Wood Carver in a Workshop
When Joseph returned to Nazareth, to the calm, untroubled seclusion of that happy valley, he knew that the life of the Virgin and of the Holy Child would be spent with him in honest poverty and in manual toil. One writer says: "We may safely infer that these years in the home and trade of the carpenter were happy years in our Savior's life. Jesus chose voluntarily 'the low estate of the poor.'" Throughout the whole of his life our Lord was poor. If tradition be true, Joseph held a very humble position as carpenter, was "not very skillful and received, probably, a very moderate competence, and with him Christ labored, working with his own hands." Farrar in his life of Christ says: "It has tended to console and sanctify the estate of poverty; to ennoble the duty of labor; to elevate the entire conception of manhood, as of a condition which in itself alone and apart from every adventitious circumstance, has its own grandeur and dignity in the sight of God." (Source: Earthly Footsteps of the Man of Galilee, p. 108.)
"Those who fashion a graven image are all of them futile, and their precious things are of no profit; even their own witnesses fail to see or know, so that they will be put to shame . . . . Another shapes wood, he extends a measuring line; he outlines it with red chalk. He works it with planes and outlines it with a compass, and makes it like the form of a man, like the beauty of man, so that it may sit in a house. Surely he cuts cedars for himself, and takes a cypress or an oak and raises it for himself among the trees of the forest. He plants a fir, and the rain makes it grow. Then it becomes something for a man to burn, so he takes one of them and warms himself; he also makes a fire to bake bread. He also makes a god and worships it; he makes it a graven image and falls down before it." (Source: Isaiah 44:9, 13-15; ESV).
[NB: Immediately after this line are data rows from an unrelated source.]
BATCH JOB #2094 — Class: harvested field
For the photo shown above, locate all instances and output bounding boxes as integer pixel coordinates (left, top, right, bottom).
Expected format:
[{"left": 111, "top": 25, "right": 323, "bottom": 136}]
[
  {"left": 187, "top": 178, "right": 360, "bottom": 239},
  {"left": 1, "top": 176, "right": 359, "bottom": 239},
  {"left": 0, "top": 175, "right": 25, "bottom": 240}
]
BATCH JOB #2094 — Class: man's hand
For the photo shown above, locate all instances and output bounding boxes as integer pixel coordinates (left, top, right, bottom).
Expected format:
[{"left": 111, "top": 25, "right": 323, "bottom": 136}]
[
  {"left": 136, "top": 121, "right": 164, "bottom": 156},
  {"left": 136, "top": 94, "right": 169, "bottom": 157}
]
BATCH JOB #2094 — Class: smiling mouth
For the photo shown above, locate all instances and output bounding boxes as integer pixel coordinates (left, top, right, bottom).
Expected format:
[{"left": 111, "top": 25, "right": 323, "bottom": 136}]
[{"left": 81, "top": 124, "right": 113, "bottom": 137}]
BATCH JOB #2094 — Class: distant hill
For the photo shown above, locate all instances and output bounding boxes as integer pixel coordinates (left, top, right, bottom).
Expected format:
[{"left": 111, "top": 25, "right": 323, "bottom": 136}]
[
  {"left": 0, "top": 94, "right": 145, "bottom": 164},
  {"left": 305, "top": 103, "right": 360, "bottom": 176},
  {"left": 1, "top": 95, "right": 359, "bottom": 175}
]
Carpenter Making Plows and Farm Implements
"Half of it he burns in the fire; over this half he eats meat as he roasts a roast and is satisfied. He also warms himself and says, "Aha! I am warm, I have seen the fire." But the rest of it he makes into a god, his graven image. He falls down before it and worships; he also prays to it and says, "Deliver me, for you are my god." They do not know, nor do they understand, for He has smeared over their eyes so that they cannot see and their hearts so that they cannot comprehend. No one recalls, nor is there knowledge or understanding to say, "I have burned half of it in the fire and also have baked bread over its coals. I roast meat and eat it. Then I make the rest of it into an abomination, I fall down before a block of wood!" He feeds on ashes; a deceived heart has turned him aside. And he cannot deliver himself, nor say, 'Is there not a lie in my right hand?'" (Source: Isaiah 44:16-20; ESV).